Page 166 of Perfect Strangers
She laughed, shaking her head.
‘He was only too happy to tell me about Asner’s fraud. According to Peter, we just had to sit tight for a couple of years until the scandal blew over, and we could go to Vanuatu and retrieve the money.’
‘So your family never lost money in the Ponzi scheme?’
‘Don’t be silly,’ she laughed. Then her face clouded over. ‘But then that idiot Asner got himself killed and Peter fell apart. He couldn’t handle the stress. I visited him in hospital, gave him a little incentive to tell me how to get to the money, but the bloody-minded fool wouldn’t tell me.’
‘You killed him!’ roared Sophie, jerking towards Lana, almost slipping from Josh’s grasp. He pulled her back and pushed her on to the bed, standing between the two women.
‘Don’t, Sophie,’ he said. ‘You’ll only make it worse.’
‘Worse?’ she spat, her voice cracking. ‘How could it possibly be worse?’
Lana looked at her watch and put the envelope into her bag.
‘Come on, Josh, we can’t stand here all day.’
Together they turned towards the door, leaving Sophie crumpled on the bed in misery.
‘And you’re working for her, I suppose,’ she hissed at Josh.
Lana spoke for him. ‘Nick did such a shabby job of getting information from you; he always was too easily impressed by pretty things. But then I met Josh in Cap Ferrat and I knew that he could be more helpful than Nick had ever been. So I persuaded him to work for me.’
Hot tears were running down Sophie’s cheeks.
‘Sophie,’ said Josh, his eyes pleading. ‘If you’ll just let me explain . . .’

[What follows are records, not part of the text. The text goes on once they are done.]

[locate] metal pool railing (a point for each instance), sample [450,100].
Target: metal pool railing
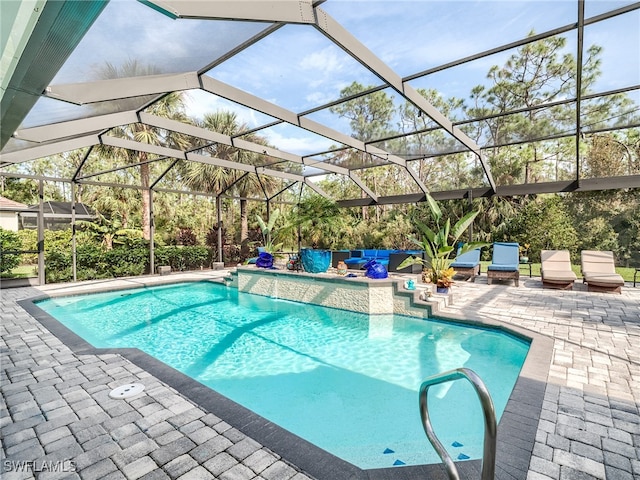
[490,424]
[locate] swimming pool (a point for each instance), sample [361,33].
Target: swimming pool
[344,381]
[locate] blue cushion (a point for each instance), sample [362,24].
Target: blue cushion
[464,264]
[355,261]
[503,267]
[467,260]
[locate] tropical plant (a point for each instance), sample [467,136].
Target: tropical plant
[268,235]
[438,252]
[9,242]
[319,221]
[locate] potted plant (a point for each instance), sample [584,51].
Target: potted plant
[265,258]
[438,246]
[524,253]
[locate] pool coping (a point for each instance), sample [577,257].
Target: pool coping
[516,430]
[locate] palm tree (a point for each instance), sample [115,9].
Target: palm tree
[215,179]
[169,106]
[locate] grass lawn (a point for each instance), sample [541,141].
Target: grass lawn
[627,273]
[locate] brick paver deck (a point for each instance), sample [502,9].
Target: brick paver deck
[57,420]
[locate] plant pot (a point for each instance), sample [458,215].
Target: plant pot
[315,261]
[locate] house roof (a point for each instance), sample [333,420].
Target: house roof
[61,210]
[10,205]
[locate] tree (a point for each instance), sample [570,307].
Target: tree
[538,74]
[9,242]
[544,224]
[214,179]
[169,106]
[370,119]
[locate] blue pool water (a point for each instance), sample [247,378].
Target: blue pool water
[345,381]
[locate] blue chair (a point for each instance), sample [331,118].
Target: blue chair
[504,263]
[467,264]
[253,260]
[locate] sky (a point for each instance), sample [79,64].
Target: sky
[298,68]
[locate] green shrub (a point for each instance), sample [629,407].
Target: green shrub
[183,258]
[9,241]
[126,262]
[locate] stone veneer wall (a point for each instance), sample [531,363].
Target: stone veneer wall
[358,294]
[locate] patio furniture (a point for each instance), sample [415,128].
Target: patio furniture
[253,260]
[358,258]
[504,263]
[555,269]
[599,271]
[467,265]
[338,256]
[396,258]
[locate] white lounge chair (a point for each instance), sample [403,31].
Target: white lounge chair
[599,271]
[556,270]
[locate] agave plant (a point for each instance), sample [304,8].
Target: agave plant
[439,245]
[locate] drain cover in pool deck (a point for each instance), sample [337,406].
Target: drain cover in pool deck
[127,391]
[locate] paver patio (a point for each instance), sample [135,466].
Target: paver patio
[56,413]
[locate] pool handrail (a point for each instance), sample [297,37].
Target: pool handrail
[490,423]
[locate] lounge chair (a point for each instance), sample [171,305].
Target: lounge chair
[504,263]
[468,264]
[556,270]
[599,271]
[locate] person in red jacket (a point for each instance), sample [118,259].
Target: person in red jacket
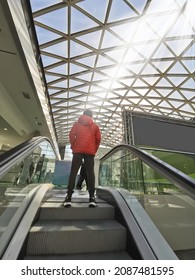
[85,138]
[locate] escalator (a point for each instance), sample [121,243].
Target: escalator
[34,225]
[164,189]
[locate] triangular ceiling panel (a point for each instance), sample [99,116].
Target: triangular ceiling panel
[90,8]
[120,10]
[80,21]
[56,19]
[115,55]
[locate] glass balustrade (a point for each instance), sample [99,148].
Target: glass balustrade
[35,168]
[171,210]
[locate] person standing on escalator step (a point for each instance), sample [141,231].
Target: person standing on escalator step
[82,177]
[85,138]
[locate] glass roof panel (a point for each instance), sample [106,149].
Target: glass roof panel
[56,19]
[120,10]
[80,21]
[91,7]
[116,55]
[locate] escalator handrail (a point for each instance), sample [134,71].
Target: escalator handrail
[23,218]
[149,241]
[180,179]
[11,157]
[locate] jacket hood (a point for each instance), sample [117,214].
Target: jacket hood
[85,120]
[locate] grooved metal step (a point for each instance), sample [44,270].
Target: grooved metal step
[118,255]
[79,211]
[72,237]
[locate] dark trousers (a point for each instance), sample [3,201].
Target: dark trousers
[89,165]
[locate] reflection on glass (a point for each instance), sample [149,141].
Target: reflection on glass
[171,210]
[185,162]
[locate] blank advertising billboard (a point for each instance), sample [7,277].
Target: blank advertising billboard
[162,134]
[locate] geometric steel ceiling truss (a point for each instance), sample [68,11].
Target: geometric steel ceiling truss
[111,55]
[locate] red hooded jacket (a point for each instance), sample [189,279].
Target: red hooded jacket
[85,136]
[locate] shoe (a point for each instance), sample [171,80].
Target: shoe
[67,201]
[92,202]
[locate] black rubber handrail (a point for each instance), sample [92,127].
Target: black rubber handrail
[178,178]
[9,158]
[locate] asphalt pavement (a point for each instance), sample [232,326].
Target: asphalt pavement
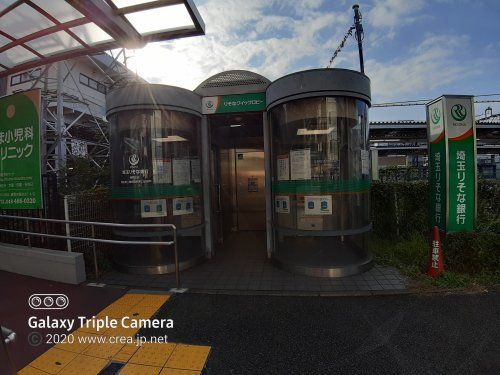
[393,334]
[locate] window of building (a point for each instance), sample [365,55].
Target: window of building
[92,83]
[25,77]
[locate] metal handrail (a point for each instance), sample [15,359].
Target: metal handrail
[8,336]
[100,240]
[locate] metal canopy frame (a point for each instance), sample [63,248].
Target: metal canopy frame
[117,27]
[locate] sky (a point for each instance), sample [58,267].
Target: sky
[413,49]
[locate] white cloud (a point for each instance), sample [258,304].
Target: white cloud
[431,65]
[394,13]
[242,34]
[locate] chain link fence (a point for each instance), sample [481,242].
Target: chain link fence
[90,205]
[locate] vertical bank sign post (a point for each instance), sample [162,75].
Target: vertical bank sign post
[20,185]
[437,164]
[452,163]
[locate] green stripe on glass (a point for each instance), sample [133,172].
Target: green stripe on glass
[158,190]
[308,186]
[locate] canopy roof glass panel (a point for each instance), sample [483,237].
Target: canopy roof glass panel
[38,32]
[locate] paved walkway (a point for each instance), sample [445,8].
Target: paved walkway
[242,265]
[15,291]
[91,351]
[392,334]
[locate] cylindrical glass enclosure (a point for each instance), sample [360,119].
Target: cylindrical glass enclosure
[156,176]
[320,172]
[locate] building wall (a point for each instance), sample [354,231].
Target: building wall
[74,90]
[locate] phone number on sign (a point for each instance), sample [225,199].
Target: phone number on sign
[18,201]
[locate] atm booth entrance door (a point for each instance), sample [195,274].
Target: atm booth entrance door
[250,192]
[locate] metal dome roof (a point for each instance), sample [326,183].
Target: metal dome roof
[233,82]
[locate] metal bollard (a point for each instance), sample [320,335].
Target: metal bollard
[27,230]
[96,266]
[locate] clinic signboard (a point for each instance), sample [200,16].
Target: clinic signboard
[20,179]
[452,163]
[253,102]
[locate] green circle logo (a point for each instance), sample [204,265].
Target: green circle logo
[436,115]
[458,112]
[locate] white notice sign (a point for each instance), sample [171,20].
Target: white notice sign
[318,205]
[181,172]
[283,167]
[195,170]
[282,204]
[162,171]
[153,207]
[182,206]
[300,164]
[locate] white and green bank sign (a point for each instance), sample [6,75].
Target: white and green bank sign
[253,102]
[452,163]
[20,185]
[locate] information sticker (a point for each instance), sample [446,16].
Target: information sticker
[318,205]
[153,208]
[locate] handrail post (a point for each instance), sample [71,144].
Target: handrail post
[3,331]
[96,266]
[176,254]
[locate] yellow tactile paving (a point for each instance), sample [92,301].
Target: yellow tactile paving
[151,300]
[125,353]
[153,354]
[188,357]
[133,369]
[84,365]
[28,370]
[176,371]
[121,331]
[79,357]
[104,350]
[53,360]
[90,329]
[115,311]
[77,342]
[142,312]
[130,299]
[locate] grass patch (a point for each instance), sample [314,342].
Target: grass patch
[411,257]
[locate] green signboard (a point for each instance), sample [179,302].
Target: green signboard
[461,142]
[452,163]
[20,185]
[254,102]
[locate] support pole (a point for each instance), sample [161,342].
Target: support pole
[61,139]
[359,36]
[205,171]
[268,184]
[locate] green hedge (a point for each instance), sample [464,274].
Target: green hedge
[400,216]
[399,209]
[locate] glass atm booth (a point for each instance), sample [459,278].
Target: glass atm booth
[156,174]
[282,168]
[318,123]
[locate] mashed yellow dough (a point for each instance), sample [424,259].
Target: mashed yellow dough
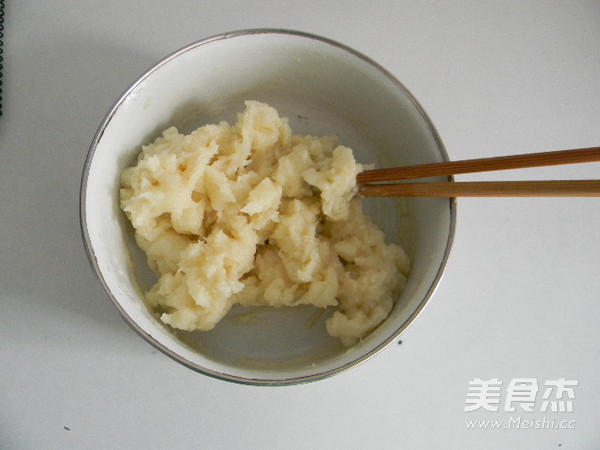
[253,215]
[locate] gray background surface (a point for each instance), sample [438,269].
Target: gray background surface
[519,297]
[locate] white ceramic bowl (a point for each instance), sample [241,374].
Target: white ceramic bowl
[324,88]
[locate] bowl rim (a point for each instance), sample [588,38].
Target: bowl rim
[91,256]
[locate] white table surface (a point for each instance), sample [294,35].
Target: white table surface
[519,299]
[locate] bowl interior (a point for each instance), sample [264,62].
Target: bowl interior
[324,89]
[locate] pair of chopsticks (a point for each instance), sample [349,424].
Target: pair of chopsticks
[552,188]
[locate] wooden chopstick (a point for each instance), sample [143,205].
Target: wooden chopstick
[580,155]
[556,188]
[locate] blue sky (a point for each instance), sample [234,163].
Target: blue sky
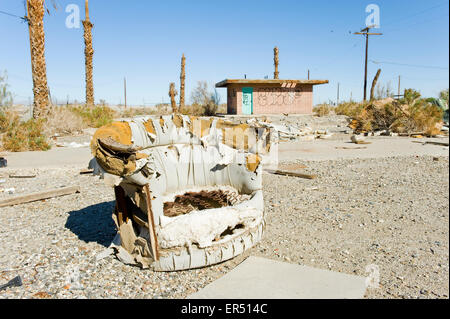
[143,41]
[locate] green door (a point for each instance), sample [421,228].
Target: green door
[247,100]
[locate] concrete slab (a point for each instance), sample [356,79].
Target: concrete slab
[261,278]
[54,158]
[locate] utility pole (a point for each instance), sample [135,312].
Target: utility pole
[366,33]
[125,90]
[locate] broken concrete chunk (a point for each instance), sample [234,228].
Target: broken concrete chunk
[192,188]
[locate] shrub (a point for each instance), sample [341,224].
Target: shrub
[23,136]
[350,109]
[322,110]
[204,102]
[410,114]
[62,120]
[95,116]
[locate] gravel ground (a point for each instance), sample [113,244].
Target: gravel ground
[390,212]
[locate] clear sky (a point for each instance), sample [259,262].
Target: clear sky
[144,40]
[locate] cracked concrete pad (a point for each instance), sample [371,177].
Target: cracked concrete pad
[260,278]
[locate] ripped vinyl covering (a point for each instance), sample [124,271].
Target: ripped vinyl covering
[190,193]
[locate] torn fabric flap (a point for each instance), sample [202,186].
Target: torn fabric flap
[191,189]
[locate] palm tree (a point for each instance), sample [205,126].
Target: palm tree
[89,54]
[275,61]
[172,93]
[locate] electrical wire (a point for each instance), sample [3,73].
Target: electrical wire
[411,65]
[13,15]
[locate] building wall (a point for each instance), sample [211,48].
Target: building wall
[272,99]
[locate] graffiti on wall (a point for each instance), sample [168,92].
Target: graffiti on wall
[278,96]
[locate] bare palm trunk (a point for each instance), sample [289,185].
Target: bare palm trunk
[36,12]
[276,61]
[89,54]
[374,84]
[182,81]
[172,94]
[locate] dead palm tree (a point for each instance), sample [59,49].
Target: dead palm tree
[89,54]
[172,93]
[275,61]
[182,80]
[35,18]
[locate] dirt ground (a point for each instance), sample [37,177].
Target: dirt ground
[365,209]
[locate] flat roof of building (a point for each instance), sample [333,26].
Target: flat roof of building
[281,82]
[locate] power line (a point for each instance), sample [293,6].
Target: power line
[394,22]
[411,65]
[366,33]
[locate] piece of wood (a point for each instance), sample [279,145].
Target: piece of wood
[40,196]
[151,224]
[122,210]
[22,176]
[291,173]
[351,148]
[86,171]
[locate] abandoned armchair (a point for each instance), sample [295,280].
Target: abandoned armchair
[190,188]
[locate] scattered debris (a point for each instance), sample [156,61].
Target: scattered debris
[351,148]
[73,145]
[39,196]
[86,171]
[291,173]
[358,139]
[168,220]
[432,143]
[3,162]
[11,190]
[15,282]
[22,176]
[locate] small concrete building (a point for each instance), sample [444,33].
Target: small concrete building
[269,96]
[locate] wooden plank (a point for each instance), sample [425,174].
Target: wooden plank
[122,210]
[22,176]
[291,173]
[86,171]
[39,196]
[151,224]
[432,142]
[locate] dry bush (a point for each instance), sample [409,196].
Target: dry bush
[95,116]
[204,102]
[350,109]
[22,136]
[322,110]
[193,109]
[62,121]
[408,115]
[159,109]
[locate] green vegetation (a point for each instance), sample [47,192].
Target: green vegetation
[22,136]
[322,109]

‘Get the hell out of here!’ screamed Sophie. ‘I don’t
want to even look at you, let alone listen to any more of your lies.’
‘Sophie, I’m sorry.’
‘Get out!’ she sobbed. ‘Get out!’
Josh bowed his head, then turned and walked out of her life.
46
Ruth felt like she was in the Cannonball Run. She’d been up all night, tearing along motorways, A roads and now narrow, winding country lanes, the endless white lines in the cone of the squad car headlights blurring into one. At first it had been exciting to put on the spinning blue lights and the ‘nee-naw’ siren and watch the traffic ahead part like the Red Sea, but they had now been on the road for five hours and the novelty of the high-speed pursuit had long since worn off. Ruth had always considered Great Britain to be a small country; after all, her home state of North Carolina was bigger than the whole of England alone. But as the past few hours had shown her, the road from London to the Scottish Highlands was a very long one indeed, even when you were exempt from the speed limit. It hadn’t helped that by the time Josh McCormack had called Fox at his flat, it had already been too late to fly north, and trains from London to Scotland reverted to the slower overnight sleeper variety after ten o’clock. Short of requisitioning a police helicopter – ‘You would not believe the paperwork involved,’ said Fox – the only solution had been to get a fast train to Manchester, then continue the rest of the way in a squad car, speeding up the motorway as far as Glasgow, then picking their way cross-country.
Ruth popped another can of Coke and leant against the car, staring across at a distant farmhouse, the only feature in an endless expanse of gorse and heather. They’d taken a pit stop in a lay-by so Fox could make some calls. He was tense, jittery; she could tell he knew his career was on the line if he got this wrong. She turned as he tapped on the windscreen, and slid gratefully back inside the warmth of the car.
‘Everyone’s in position,’ said Fox as he gunned the engine back to life. ‘Let’s hope it’s all worth it. I’m going to look such a bloody banana if this was a crank call.’
‘This Josh McCormack’s got no reason to lie,’ said Ruth, inspecting the road map one last time. She had been staring at it for so long, she felt she could ace a quiz on any of the towns and villages they had passed through that night.
‘Okay, take the next right,’ she instructed. ‘We should be coming to the head of a loch. My guess is that we’ll see it pretty soon.’
Fox slowed down as they reached a sharp turn at the bottom of the road and Ruth smiled to herself: he was still signalling, despite the fact that they hadn’t seen another vehicle in about an hour. Almost immediately the steep pass opened out in front of them and they could see the small castle high on their right, hanging over the loch beneath the glowering crag of Ben Grear.
‘Look, tyre tracks,’ said Fox, nodding towards a muddy strip where the loch road and the drive up to the castle met. ‘Looks like someone has been and gone.’
Ruth swore under her breath. ‘Don’t say we’ve come all this way and missed them.’
Fox gunned the engine all the way up the narrow roadway, skidding to a halt in front of the castle’s wide porch and running for the door.
It creaked open and he immediately raised a hand to stop Ruth. He put a finger to his lips. ‘Shh . . .’ he whispered as they went inside. ‘Did you hear that?’